VLDB2025
Elastic Index Selection for Label-Hybrid AKNN Search
Mingyu Yang, Wenxuan Xia, Wentao Li, Raymond Chi-Wing Wong, Wei Wang
Abstract
Real-world vector embeddings often carry additional label attributes, such as keywords and tags. In this context,
label-hybrid approximate k -nearest neighbor (AKNN)
search retrieves the top- k approximate nearest vectors to a query, subject to the constraint that their labels fully contain the query-label set. A naive solution builds a separate index for every query-label set, but the exponential growth of such sets makes this approach storage-prohibitive. To overcome this, we propose selectively indexing only a subset of query-label sets while still ensuring efficient processing for all queries.
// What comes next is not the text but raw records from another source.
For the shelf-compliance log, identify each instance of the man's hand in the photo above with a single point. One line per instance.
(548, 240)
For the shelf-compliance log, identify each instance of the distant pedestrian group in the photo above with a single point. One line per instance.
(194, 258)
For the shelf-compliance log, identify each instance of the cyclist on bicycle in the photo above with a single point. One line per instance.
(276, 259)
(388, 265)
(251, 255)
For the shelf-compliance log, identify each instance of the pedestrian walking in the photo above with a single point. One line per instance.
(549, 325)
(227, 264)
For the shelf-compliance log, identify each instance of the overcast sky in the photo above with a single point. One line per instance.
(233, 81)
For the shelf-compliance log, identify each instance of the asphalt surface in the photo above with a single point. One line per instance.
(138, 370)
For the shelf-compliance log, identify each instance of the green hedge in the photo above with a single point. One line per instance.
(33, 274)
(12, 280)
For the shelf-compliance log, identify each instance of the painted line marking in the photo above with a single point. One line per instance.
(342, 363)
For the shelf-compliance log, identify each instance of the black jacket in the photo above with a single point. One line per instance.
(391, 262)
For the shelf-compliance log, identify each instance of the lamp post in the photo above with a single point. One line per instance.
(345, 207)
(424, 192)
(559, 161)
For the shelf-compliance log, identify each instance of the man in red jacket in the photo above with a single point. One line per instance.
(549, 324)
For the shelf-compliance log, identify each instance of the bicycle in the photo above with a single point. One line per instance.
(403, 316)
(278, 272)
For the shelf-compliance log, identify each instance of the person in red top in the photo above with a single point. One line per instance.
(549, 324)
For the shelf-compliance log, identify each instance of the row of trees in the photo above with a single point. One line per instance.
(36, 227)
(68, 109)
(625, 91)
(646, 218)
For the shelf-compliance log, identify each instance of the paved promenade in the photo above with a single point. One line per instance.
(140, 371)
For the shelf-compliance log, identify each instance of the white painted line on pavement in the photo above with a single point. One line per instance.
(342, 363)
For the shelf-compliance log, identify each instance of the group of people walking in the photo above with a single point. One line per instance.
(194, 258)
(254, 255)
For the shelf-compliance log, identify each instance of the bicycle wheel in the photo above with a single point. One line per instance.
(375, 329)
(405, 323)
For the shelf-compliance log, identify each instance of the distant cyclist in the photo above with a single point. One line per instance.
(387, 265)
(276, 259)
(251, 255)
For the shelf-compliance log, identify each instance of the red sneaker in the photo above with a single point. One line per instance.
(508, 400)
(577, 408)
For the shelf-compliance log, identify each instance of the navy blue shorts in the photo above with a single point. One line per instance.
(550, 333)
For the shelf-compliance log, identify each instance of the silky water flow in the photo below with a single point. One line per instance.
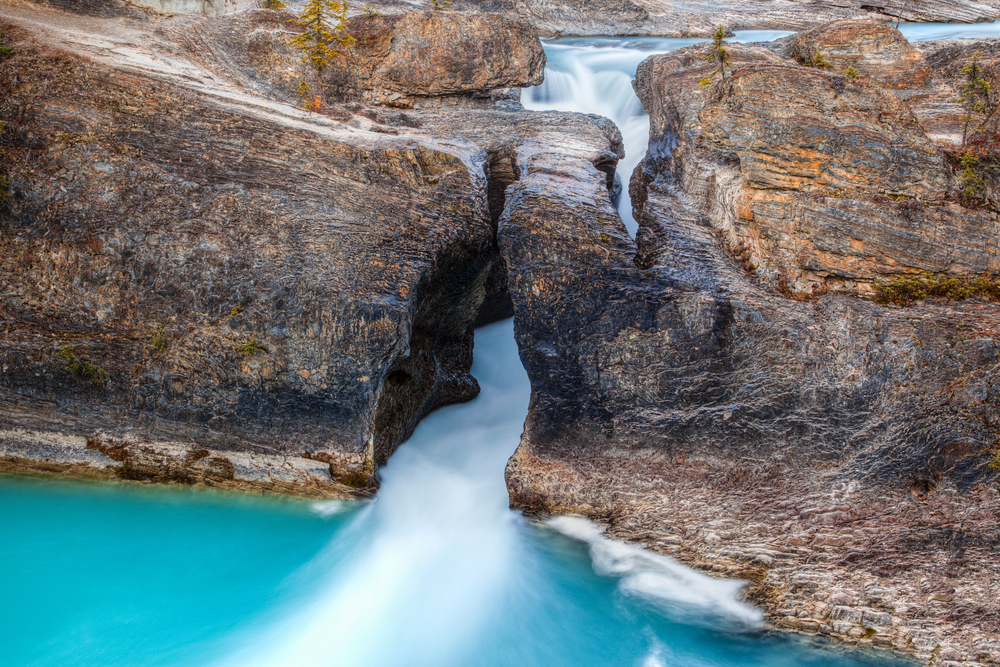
(437, 571)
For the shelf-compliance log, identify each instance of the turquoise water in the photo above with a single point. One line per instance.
(436, 572)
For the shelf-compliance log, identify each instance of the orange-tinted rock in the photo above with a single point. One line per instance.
(802, 129)
(872, 47)
(815, 180)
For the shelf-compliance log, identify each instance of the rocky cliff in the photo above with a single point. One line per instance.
(205, 283)
(193, 270)
(720, 392)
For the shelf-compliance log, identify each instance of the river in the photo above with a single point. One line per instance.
(436, 572)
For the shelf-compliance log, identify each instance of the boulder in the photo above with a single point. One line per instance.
(815, 180)
(693, 408)
(404, 60)
(874, 48)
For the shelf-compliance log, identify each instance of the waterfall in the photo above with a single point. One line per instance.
(594, 75)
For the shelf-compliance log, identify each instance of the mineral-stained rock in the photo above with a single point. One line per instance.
(700, 17)
(696, 410)
(874, 48)
(405, 59)
(815, 180)
(179, 269)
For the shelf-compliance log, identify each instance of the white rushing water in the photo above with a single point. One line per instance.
(594, 75)
(438, 566)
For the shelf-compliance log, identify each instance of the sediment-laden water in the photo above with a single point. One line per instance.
(436, 572)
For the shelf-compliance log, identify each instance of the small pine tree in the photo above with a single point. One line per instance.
(719, 55)
(318, 36)
(974, 95)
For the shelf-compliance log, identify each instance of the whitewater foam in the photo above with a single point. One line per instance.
(687, 595)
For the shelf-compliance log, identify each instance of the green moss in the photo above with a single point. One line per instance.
(251, 347)
(904, 290)
(83, 369)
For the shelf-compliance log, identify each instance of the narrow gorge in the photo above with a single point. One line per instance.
(723, 334)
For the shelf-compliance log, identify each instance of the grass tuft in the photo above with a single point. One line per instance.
(83, 369)
(904, 290)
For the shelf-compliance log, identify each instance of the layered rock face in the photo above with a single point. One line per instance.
(874, 48)
(817, 181)
(406, 60)
(244, 276)
(834, 452)
(700, 17)
(206, 285)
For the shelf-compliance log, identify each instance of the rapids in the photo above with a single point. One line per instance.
(436, 572)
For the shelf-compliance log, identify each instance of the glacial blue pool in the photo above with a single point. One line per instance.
(436, 572)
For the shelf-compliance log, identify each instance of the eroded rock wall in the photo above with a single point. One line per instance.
(176, 269)
(834, 452)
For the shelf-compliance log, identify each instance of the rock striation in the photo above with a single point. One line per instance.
(874, 48)
(190, 264)
(816, 181)
(834, 452)
(416, 58)
(164, 274)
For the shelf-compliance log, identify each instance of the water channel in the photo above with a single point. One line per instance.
(435, 572)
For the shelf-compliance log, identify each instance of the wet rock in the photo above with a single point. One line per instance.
(405, 59)
(226, 277)
(874, 48)
(671, 382)
(816, 181)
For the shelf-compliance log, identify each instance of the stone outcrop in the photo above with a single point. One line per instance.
(833, 452)
(700, 17)
(186, 262)
(874, 48)
(815, 180)
(404, 60)
(165, 275)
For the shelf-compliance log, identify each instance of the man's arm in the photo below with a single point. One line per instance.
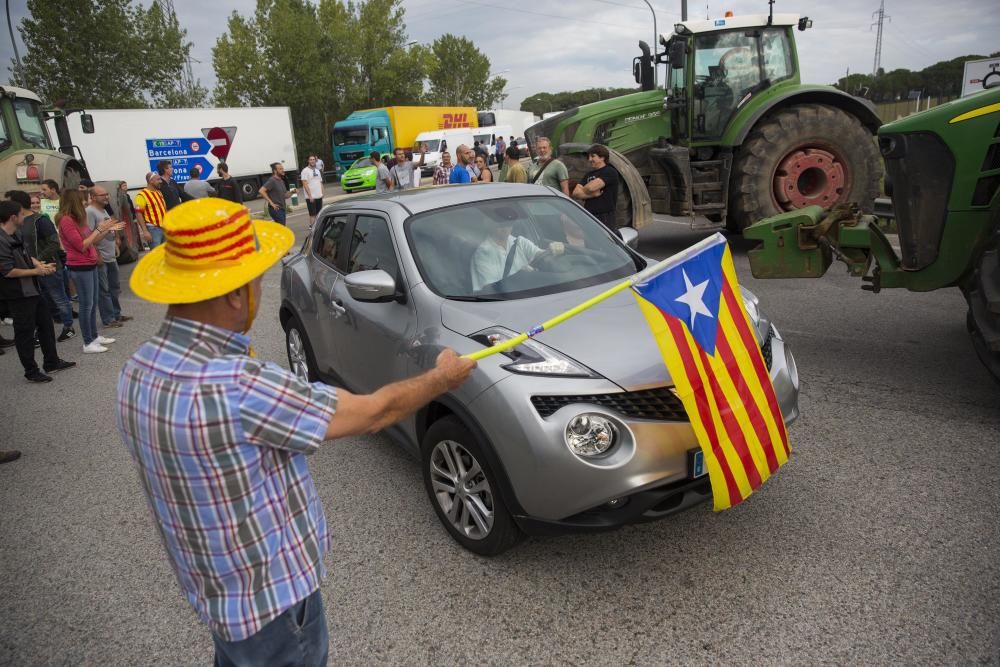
(370, 413)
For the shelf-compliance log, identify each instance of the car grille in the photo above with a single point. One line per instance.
(766, 347)
(660, 404)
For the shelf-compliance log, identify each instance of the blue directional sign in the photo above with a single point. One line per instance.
(183, 165)
(170, 148)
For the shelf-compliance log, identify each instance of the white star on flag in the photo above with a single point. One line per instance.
(694, 298)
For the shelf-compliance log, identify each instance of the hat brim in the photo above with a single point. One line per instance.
(153, 279)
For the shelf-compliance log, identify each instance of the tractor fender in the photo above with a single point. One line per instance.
(636, 198)
(862, 109)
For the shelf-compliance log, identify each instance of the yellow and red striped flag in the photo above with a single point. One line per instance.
(696, 313)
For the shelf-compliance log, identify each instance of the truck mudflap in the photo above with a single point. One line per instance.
(803, 244)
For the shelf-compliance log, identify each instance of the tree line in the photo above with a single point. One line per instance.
(321, 59)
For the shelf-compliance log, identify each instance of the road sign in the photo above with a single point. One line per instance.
(182, 147)
(221, 139)
(183, 165)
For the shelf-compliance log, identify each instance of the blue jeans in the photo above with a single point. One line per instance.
(88, 289)
(297, 637)
(54, 291)
(107, 276)
(277, 214)
(156, 233)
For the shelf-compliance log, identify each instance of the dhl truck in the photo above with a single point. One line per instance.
(388, 128)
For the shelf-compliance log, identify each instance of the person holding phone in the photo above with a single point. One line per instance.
(107, 266)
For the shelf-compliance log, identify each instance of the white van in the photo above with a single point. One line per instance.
(438, 141)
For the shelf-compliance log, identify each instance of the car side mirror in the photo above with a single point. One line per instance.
(373, 285)
(630, 237)
(678, 54)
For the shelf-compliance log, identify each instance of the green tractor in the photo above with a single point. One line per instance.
(27, 156)
(734, 137)
(943, 174)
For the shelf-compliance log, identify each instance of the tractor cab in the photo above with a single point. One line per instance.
(715, 67)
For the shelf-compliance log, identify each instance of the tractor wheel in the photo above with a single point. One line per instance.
(984, 309)
(805, 155)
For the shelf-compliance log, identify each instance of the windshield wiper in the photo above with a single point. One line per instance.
(456, 297)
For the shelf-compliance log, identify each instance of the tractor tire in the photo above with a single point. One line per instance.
(983, 320)
(804, 155)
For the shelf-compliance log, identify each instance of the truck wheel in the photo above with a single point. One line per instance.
(983, 320)
(805, 155)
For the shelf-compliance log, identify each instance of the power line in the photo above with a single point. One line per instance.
(880, 13)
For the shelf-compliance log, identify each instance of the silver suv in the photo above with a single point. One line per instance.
(576, 429)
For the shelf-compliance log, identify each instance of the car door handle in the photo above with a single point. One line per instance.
(337, 308)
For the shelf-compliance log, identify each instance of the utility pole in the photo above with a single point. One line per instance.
(880, 13)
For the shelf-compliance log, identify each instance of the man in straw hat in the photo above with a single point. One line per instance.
(219, 437)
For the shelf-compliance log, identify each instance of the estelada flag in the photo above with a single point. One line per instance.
(695, 310)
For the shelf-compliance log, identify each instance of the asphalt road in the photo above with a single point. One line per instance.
(877, 543)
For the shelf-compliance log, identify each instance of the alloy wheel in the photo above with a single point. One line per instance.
(462, 490)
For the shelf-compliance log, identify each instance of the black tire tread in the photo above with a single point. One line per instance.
(750, 197)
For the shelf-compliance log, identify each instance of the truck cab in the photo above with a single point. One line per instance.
(358, 135)
(27, 154)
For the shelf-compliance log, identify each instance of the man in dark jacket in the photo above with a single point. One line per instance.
(42, 241)
(20, 289)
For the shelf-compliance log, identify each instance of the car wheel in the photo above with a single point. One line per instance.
(300, 359)
(464, 491)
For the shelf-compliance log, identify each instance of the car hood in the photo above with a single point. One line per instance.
(611, 338)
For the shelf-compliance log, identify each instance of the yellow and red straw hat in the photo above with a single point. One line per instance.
(211, 247)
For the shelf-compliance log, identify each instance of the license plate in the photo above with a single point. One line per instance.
(696, 463)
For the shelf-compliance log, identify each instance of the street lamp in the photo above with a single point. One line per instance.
(656, 36)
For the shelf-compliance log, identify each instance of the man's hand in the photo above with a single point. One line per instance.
(454, 369)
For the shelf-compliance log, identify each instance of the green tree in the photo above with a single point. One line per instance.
(461, 75)
(107, 54)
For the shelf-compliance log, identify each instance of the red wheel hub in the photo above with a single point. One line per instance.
(808, 176)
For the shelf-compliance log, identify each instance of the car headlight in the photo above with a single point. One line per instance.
(590, 434)
(532, 357)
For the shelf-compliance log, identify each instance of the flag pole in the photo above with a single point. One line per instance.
(640, 277)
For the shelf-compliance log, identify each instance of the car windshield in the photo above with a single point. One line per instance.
(350, 136)
(515, 248)
(32, 126)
This is made possible by a key insight into label containment: an index built for a label set L can also serve any query whose label set L' is a superset of L , with query cost bounded by the elastic factor—the ratio between the number of vectors matching L and those matching L' . We formalize the index-selection task as a constrained optimization problem that chooses which label sets to index to satisfy space and query efficiency constraints. We prove the problem is NP-complete and propose efficient greedy algorithms for its efficiency- and space-constrained variants. Extensive experiments on real-world datasets show that our method achieves 10X-800X speedups over state-of-the-art techniques. Moreover, our approach is index-agnostic and can be seamlessly integrated into existing vector database systems.